There's a reason teens are nodding off in class, and it's not just that last lecture on polynomials. They're sleepy. And a reason why they're sleepy is that school starts too damn early.
For years, people have pushed for later school start times for middle and high school students, who've been dragging their bodies into the school ground as early as 7am. In short, school schedules aren't synchronised to adolescent biology.
While most little kids are early risers by nature, a shift occurs in the sleep-wake cycle at puberty, and most teens get their best sleep between 11pm and 8am. So when a student has to wake up at 6am to catch the bus, that's a loss of two or more hours of unrecoverable sleep each day. As one study put it, "a 7am alarm call for older adolescents is the equivalent of a 4:30am start for a teacher in their 50s."

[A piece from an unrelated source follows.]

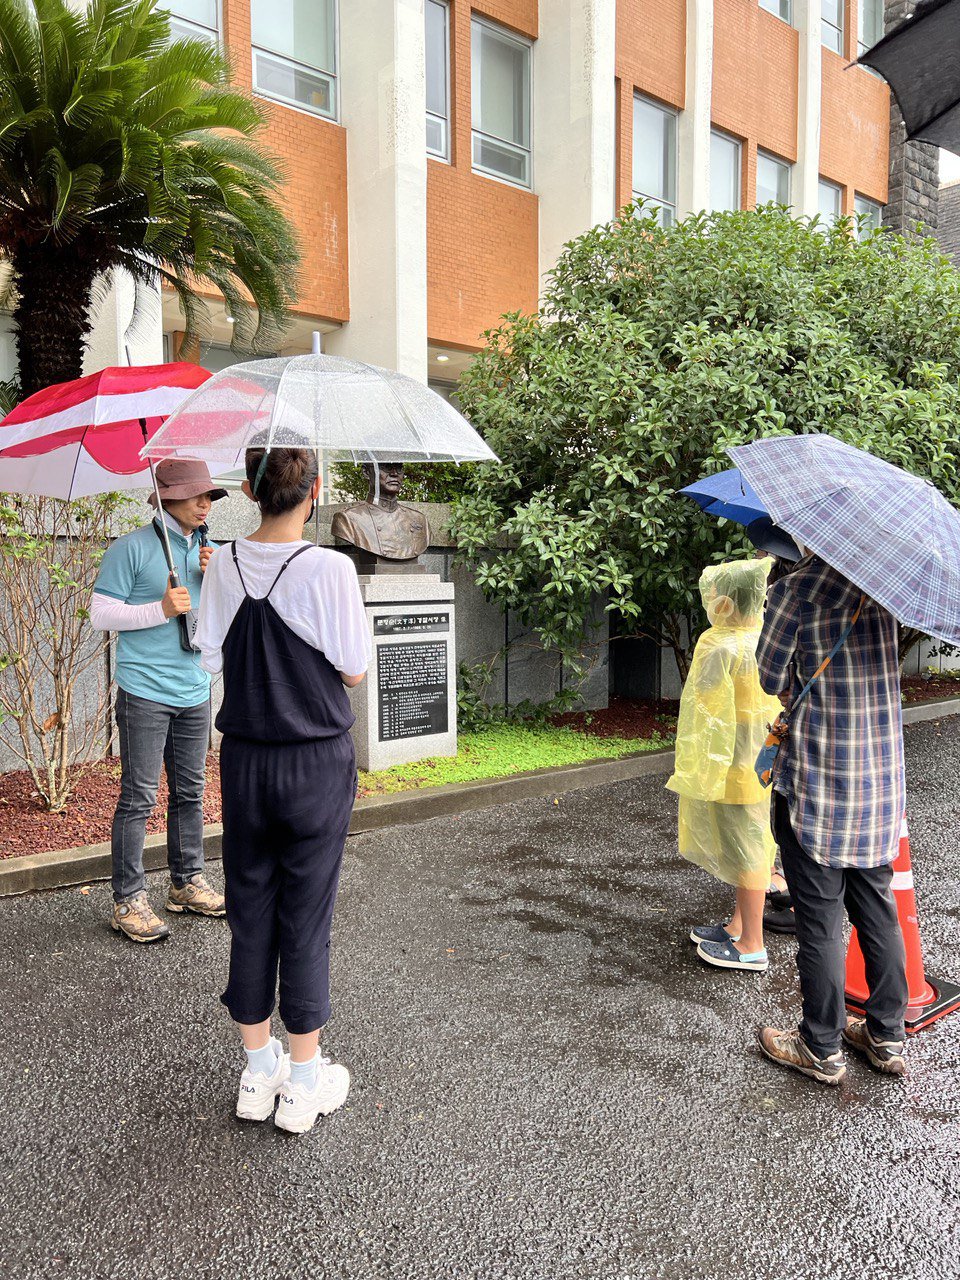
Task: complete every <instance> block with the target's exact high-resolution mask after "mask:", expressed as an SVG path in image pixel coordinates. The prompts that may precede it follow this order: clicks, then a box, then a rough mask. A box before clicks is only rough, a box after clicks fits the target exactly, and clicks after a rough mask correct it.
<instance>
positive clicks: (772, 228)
mask: <svg viewBox="0 0 960 1280" xmlns="http://www.w3.org/2000/svg"><path fill="white" fill-rule="evenodd" d="M851 232H852V229H851V227H850V224H849V223H844V221H841V223H838V224H837V225H836V227H835V228H833V229H832V230H831V232H828V233H826V232H824V229H823V228H818V227H817V225H815V224H809V223H806V221H801V220H796V219H792V218H791V216H790V215H788V214H787V212H786V211H785V210H777V209H764V210H756V211H749V212H730V214H717V215H713V216H707V215H698V216H691V218H687V219H686V220H685V221H682V223H680V224H677V225H675V227H671V228H667V229H664V228H660V227H659V225H658V223H657V219H655V216H654V215H653V214H646V212H644V210H643V207H637V209H635V210H626V211H625V212H623V215H621V218H618V219H616V220H614V221H612V223H609V224H608V225H604V227H598V228H595V229H593V230H591V232H589V233H586V234H585V236H581V237H580V238H579V239H576V241H573V242H572V243H570V244H568V246H567V248H566V251H564V253H563V255H562V257H561V260H559V261H558V264H557V268H556V269H554V271H553V275H552V278H550V280H549V284H548V288H547V293H545V300H544V310H543V314H541V315H539V316H525V315H512V316H507V317H506V319H504V323H503V325H502V326H500V328H499V329H497V330H494V332H493V333H490V334H488V346H486V347H485V348H484V351H481V353H480V355H479V356H477V357H476V360H475V361H474V364H472V365H471V367H470V370H468V371H467V372H466V374H465V376H463V379H462V380H461V387H460V397H461V401H462V403H463V408H465V412H466V413H467V415H468V416H470V419H471V421H472V422H474V424H475V425H476V426H477V428H479V429H480V430H481V431H483V434H484V435H485V438H486V440H488V443H489V444H490V445H492V448H493V449H494V451H495V452H497V453H498V454H499V457H500V458H502V460H503V465H502V466H494V465H488V463H485V465H483V466H481V467H477V468H476V470H475V471H474V474H472V476H471V479H470V481H468V490H467V493H466V495H465V497H463V499H462V500H461V502H460V503H458V504H457V507H456V508H454V521H453V531H454V535H456V538H457V541H458V544H460V548H461V553H462V556H463V558H465V559H466V562H467V563H470V564H471V566H472V567H474V568H475V571H476V576H477V581H479V584H480V586H481V588H483V590H484V591H485V594H486V595H488V596H489V598H490V599H495V600H498V602H499V603H500V605H502V607H503V608H504V609H507V608H509V609H512V611H515V612H516V613H517V616H518V617H520V621H521V622H522V623H525V625H526V626H530V627H534V628H535V630H536V631H538V632H539V635H540V639H541V640H543V643H544V645H545V646H547V648H553V649H557V650H559V652H561V653H563V654H564V655H572V654H575V653H576V652H577V649H579V648H580V645H581V644H582V641H584V636H585V630H586V620H588V617H589V611H590V605H591V603H593V602H594V600H595V598H596V595H598V594H600V595H605V596H607V600H608V608H609V609H616V611H618V612H620V614H621V616H622V618H623V620H626V622H627V623H628V625H630V626H632V627H634V628H635V631H636V632H637V634H643V635H650V636H653V637H654V639H655V640H657V641H658V643H659V644H660V645H664V646H667V648H669V649H672V650H673V653H675V654H676V657H677V662H678V666H680V669H681V675H685V672H686V668H687V662H689V655H690V652H691V648H692V643H694V641H695V639H696V635H698V632H699V627H700V608H699V594H698V590H696V586H698V579H699V575H700V572H701V570H703V567H704V566H705V564H708V563H712V562H717V561H719V559H723V558H727V557H735V556H741V554H746V545H748V544H746V543H745V539H744V535H742V532H741V531H740V530H739V529H737V526H733V525H730V524H727V522H723V524H722V525H721V524H719V522H718V521H716V520H714V518H712V517H705V516H704V515H703V513H700V512H699V511H698V508H696V507H695V504H694V503H691V502H689V500H686V499H684V498H680V497H678V495H677V490H678V489H681V488H682V486H684V485H686V484H690V483H691V481H692V480H695V479H698V477H699V476H703V475H704V474H710V472H714V471H719V470H723V468H724V467H727V466H730V465H731V463H730V460H728V457H727V453H726V449H727V447H728V445H731V444H740V443H742V442H746V440H754V439H758V438H763V436H768V435H778V434H785V433H804V431H828V433H829V434H831V435H836V436H838V438H840V439H844V440H846V442H849V443H850V444H855V445H858V447H860V448H865V449H869V451H870V452H872V453H874V454H877V456H879V457H883V458H886V460H887V461H890V462H893V463H896V465H899V466H902V467H905V468H906V470H908V471H913V472H915V474H918V475H924V476H929V477H931V479H932V480H933V481H934V484H936V485H937V486H938V488H940V489H941V492H942V493H945V494H946V495H947V498H950V499H951V500H954V502H960V470H959V468H960V460H959V457H957V424H960V275H957V273H956V271H955V270H954V269H952V268H951V266H950V264H948V262H947V260H946V259H945V257H942V255H941V252H940V248H938V246H937V244H936V242H931V241H920V242H916V241H906V239H904V238H902V237H897V236H892V234H888V233H876V234H873V236H870V237H869V238H867V239H864V241H858V239H856V237H855V236H854V234H852V233H851Z"/></svg>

That, of course, can lead to problems associated with inefficient sleep, including depression, obesity, migraines, and a weakened immune system. Teens who don't get enough sleep are also more likely to be involved in car accidents and engage in risky behaviours such as smoking, drinking and drug abuse.

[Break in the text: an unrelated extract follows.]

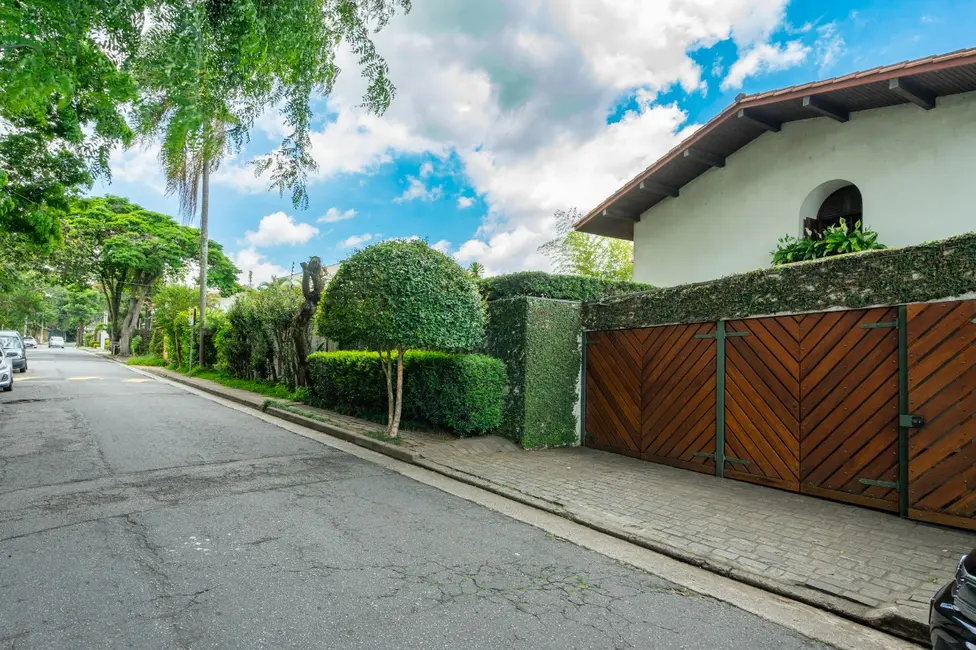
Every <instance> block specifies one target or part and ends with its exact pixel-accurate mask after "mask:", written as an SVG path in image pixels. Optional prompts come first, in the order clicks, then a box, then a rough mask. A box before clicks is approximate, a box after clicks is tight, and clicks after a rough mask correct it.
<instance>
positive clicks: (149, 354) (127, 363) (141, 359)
mask: <svg viewBox="0 0 976 650" xmlns="http://www.w3.org/2000/svg"><path fill="white" fill-rule="evenodd" d="M125 365H127V366H165V365H166V359H164V358H162V357H159V356H156V355H154V354H146V355H142V356H133V357H129V358H128V359H126V360H125Z"/></svg>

It's one of the biggest parenting challenges. getting your kids to go to sleep, but it's so important for their developing brains and bodies. Sleep recommendations vary by age, so here's a handy reference chart.
Of course, there are hurdles to cross — some are worried that later start times would leave little time for extracurriculars, or that the shift would make parents late to work. In the US, advocacy group Start School Later has responses to just about any concern you can think of.
Parents should do their part, too, by enforcing screen time limits and helping their kids get better sleep.